An agent run is a tree of decisions: turns, model calls, tool dispatches, sub-agents, retries. Tracing records that tree as structured spans so you can see exactly what happened, in what order, and why. Without it, debugging an agent is reading tea leaves; with it, every run is a transcript you can walk.

When an agent does something baffling, the only question that matters is "what did it actually see and do?" A trace answers it. Agents are nondeterministic enough that observability is not optional — it's the difference between fixing a problem and re-rolling the dice.


Structure

Each unit of work is a span, nested under its parent. A run's trace is the whole tree — turns, model calls, tools, sub-agents, and retries — with inputs, outputs, and timing on each.

This span schema doesn't have to be invented per-harness — there's a converging open standard for it.

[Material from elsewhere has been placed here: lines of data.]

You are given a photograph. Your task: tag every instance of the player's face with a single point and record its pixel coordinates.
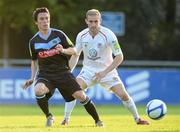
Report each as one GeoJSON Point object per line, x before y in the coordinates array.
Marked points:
{"type": "Point", "coordinates": [93, 23]}
{"type": "Point", "coordinates": [43, 21]}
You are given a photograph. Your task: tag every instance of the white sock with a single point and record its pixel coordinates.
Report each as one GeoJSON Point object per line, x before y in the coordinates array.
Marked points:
{"type": "Point", "coordinates": [68, 109]}
{"type": "Point", "coordinates": [130, 105]}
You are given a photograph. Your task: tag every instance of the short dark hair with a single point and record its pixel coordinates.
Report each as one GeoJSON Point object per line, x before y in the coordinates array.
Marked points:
{"type": "Point", "coordinates": [39, 10]}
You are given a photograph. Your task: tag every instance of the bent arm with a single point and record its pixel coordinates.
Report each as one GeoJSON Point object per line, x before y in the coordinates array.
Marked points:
{"type": "Point", "coordinates": [73, 61]}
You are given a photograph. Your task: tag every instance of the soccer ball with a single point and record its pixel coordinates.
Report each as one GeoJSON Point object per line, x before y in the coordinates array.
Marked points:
{"type": "Point", "coordinates": [156, 109]}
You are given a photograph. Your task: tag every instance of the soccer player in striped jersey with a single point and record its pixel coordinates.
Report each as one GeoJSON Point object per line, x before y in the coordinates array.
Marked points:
{"type": "Point", "coordinates": [98, 44]}
{"type": "Point", "coordinates": [50, 68]}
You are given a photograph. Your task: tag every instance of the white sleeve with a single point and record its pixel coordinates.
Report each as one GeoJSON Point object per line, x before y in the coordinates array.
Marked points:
{"type": "Point", "coordinates": [78, 44]}
{"type": "Point", "coordinates": [114, 44]}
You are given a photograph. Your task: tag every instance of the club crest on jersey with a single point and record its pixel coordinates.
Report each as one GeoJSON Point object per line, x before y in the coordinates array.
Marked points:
{"type": "Point", "coordinates": [85, 44]}
{"type": "Point", "coordinates": [99, 45]}
{"type": "Point", "coordinates": [93, 54]}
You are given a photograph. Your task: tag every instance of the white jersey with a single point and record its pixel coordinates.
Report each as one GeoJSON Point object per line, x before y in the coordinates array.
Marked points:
{"type": "Point", "coordinates": [98, 50]}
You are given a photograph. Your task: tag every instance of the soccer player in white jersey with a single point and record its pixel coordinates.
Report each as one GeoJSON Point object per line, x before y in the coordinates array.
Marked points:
{"type": "Point", "coordinates": [98, 44]}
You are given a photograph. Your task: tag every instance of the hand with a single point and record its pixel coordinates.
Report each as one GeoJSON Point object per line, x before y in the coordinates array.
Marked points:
{"type": "Point", "coordinates": [27, 83]}
{"type": "Point", "coordinates": [60, 48]}
{"type": "Point", "coordinates": [98, 76]}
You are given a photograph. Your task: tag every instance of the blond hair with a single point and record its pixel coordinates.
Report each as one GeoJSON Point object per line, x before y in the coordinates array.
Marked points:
{"type": "Point", "coordinates": [93, 12]}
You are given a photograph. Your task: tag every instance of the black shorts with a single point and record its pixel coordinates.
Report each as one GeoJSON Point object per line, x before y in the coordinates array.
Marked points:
{"type": "Point", "coordinates": [65, 83]}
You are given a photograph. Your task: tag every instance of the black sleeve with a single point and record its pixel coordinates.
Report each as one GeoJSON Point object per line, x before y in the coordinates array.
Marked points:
{"type": "Point", "coordinates": [32, 52]}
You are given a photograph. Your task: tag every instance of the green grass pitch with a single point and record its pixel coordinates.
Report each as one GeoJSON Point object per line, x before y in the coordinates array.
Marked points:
{"type": "Point", "coordinates": [22, 118]}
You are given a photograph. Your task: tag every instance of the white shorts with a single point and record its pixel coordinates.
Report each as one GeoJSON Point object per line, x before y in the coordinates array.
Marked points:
{"type": "Point", "coordinates": [110, 80]}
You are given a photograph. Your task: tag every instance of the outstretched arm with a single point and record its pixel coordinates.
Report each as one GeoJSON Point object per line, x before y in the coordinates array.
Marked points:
{"type": "Point", "coordinates": [68, 51]}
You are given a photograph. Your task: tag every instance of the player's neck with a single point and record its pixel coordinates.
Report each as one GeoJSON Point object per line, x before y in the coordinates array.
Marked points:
{"type": "Point", "coordinates": [93, 33]}
{"type": "Point", "coordinates": [44, 32]}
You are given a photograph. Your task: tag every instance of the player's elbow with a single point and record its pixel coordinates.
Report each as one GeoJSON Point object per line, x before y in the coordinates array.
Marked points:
{"type": "Point", "coordinates": [119, 58]}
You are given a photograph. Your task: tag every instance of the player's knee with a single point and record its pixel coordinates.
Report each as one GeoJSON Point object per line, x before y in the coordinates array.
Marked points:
{"type": "Point", "coordinates": [124, 97]}
{"type": "Point", "coordinates": [39, 90]}
{"type": "Point", "coordinates": [80, 95]}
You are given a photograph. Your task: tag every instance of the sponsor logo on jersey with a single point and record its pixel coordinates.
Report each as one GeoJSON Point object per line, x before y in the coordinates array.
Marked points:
{"type": "Point", "coordinates": [48, 53]}
{"type": "Point", "coordinates": [99, 45]}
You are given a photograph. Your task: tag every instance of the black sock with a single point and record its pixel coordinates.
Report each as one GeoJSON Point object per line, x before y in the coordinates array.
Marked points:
{"type": "Point", "coordinates": [91, 109]}
{"type": "Point", "coordinates": [43, 104]}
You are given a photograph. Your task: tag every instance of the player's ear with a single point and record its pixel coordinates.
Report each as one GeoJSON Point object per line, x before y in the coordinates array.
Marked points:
{"type": "Point", "coordinates": [86, 21]}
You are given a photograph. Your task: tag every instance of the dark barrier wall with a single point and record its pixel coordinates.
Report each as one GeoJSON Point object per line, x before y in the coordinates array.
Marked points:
{"type": "Point", "coordinates": [142, 84]}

Semantic conventions for generative AI systems
The OpenTelemetry GenAI semantic conventions define an emerging standard span schema covering model calls, token usage, tool calls, and agent spans. Major observability vendors (Datadog among them) have adopted it, and frameworks like LangChain emit it natively or via instrumentation — so a harness that traces in this shape interoperates with existing APM stacks instead of living in a bespoke silo.

How It Works

  1. Span every unit of work — open a span for the run, each turn, each model call, each tool dispatch, each sub-agent.
  2. Capture inputs and outputs — record the assembled prompt, the model's raw output, tool arguments and results, and the halt reason — the actual data, not just timing.
  3. Preserve the hierarchy — nest spans so a sub-agent's trace sits under the turn that spawned it, keyed to the session id.
  4. Attach metadata — tokens, cost, model, latency, and error class on each span, feeding metrics and cost accounting.
  5. Make it navigable — surface the trace as a walkable tree so a human can drill from "the run failed" to "this tool call returned the wrong thing on turn 7."

Key Characteristics

  • The trace is the ground truth — what the agent actually saw and did, not what you assume it did. Nondeterminism makes this indispensable.
  • Inputs and outputs, not just spans — timing alone tells you it was slow; the captured prompt and output tell you why it was wrong.
  • Hierarchy mirrors execution — nested spans let you follow delegation and retries instead of staring at a flat log.
  • Correlated by session — a stable session/run id ties traces, logs, costs, and the durable record together.
  • The foundation for everything else in this group — metrics, cost, and replay all derive from well-structured traces.

Pitfalls

  • Logging only the final answer — without per-turn traces, a wrong result is unexplainable and unfixable.
  • Timing without payloads — knowing a model call took 4s doesn't help when the bug is in what you put in the prompt.
  • Flat, uncorrelated logs — lines with no span hierarchy or run id can't be reassembled into what actually happened.